El Consejo Federal Pesquero se reunirá para definir la fecha de convocatoria a una prospección dentro del Área de Veda Permanente de Juveniles de Merluza. El INIDEP ya envió los datos biológicos que permitan establecer una fecha concreta para la apertura de la temporada de pesca del langostino en aguas nacionales. Sin embargo, aunque la prospección sería aprobada, todo indica que la operación pesquera seguirá paralizada si no hay una reducción salarial.
Según pudo conocer REDES AL MAR, la fecha sería para dentro de dos semanas, en los últimos días de mayo.
Las cámaras empresarias que agrupan a los buques congeladores ya ratificaron que no participarán de la prospección ni iniciarán la zafra si el Sindicato de Obreros Marítimos Unidos (SOMU) no acepta una rebaja salarial del 30% en los valores dolarizados del convenio colectivo.

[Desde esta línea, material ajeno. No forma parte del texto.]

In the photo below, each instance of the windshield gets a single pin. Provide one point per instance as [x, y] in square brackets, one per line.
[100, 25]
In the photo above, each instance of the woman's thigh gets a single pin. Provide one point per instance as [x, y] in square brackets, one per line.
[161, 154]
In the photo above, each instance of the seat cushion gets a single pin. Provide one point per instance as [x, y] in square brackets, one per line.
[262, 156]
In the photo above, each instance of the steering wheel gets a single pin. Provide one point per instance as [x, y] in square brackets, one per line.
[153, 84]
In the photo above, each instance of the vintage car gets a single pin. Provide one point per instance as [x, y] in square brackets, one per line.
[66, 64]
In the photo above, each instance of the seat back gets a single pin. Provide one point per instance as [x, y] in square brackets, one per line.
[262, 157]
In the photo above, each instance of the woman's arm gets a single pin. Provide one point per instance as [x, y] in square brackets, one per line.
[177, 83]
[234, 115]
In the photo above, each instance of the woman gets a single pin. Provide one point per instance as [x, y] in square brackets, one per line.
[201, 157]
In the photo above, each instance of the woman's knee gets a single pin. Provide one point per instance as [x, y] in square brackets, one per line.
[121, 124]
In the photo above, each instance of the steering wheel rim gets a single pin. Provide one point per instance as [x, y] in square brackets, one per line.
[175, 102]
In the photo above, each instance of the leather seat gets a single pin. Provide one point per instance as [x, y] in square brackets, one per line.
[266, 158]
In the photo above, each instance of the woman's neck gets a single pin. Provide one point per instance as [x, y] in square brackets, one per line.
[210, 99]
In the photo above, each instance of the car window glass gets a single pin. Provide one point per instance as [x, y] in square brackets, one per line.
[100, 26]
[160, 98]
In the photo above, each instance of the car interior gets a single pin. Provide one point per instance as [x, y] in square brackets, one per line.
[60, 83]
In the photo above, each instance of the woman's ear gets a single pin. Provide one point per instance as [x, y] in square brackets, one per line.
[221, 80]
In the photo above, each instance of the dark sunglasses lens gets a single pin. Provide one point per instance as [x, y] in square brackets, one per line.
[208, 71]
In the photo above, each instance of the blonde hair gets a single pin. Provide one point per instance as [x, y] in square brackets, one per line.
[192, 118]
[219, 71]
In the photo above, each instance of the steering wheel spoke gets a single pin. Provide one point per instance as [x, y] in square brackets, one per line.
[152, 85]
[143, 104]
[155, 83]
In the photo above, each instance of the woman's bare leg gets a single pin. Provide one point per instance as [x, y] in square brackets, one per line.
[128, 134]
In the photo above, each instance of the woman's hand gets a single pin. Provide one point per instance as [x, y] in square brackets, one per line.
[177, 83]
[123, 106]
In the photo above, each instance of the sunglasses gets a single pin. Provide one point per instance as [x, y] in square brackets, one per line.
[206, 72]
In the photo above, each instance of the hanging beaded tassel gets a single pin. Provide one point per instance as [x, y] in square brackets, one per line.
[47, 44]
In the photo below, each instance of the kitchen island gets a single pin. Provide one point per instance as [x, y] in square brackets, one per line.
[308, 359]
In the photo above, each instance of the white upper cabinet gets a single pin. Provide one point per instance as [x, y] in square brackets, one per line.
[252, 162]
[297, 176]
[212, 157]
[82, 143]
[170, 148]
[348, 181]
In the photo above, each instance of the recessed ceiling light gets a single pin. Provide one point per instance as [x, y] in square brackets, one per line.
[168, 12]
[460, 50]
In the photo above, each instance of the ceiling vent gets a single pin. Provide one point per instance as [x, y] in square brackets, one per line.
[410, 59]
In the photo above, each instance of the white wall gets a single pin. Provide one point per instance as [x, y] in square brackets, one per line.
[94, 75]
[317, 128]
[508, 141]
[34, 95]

La intransigencia gremial, por su parte, se mantiene firme: el SOMU se niega a abrir cualquier negociación que implique retroceder en derechos adquiridos.
En este marco, los fresqueros de altura también se sumarían al paro de actividades.
El conflicto ya lleva varias semanas y, a pesar de algunas señales de diálogo aisladas, no se vislumbra un punto de encuentro entre las partes. Las posturas son tajantes y ningún actor parece dispuesto a ceder sin una intervención externa que encauce el conflicto.
Mientras tanto, la temporada corre riesgo de naufragar antes de haber comenzado, con consecuencias económicas y sociales que podrían ser de gran magnitud para toda la industria.
El Estado nacional sigue ausente como mediador. A diferencia de lo ocurrido en Chubut, donde el conflicto se resolvió a partir de mesas de trabajo impulsadas por el propio Ejecutivo provincial, en el plano nacional todavía no se generaron ámbitos efectivos de negociación.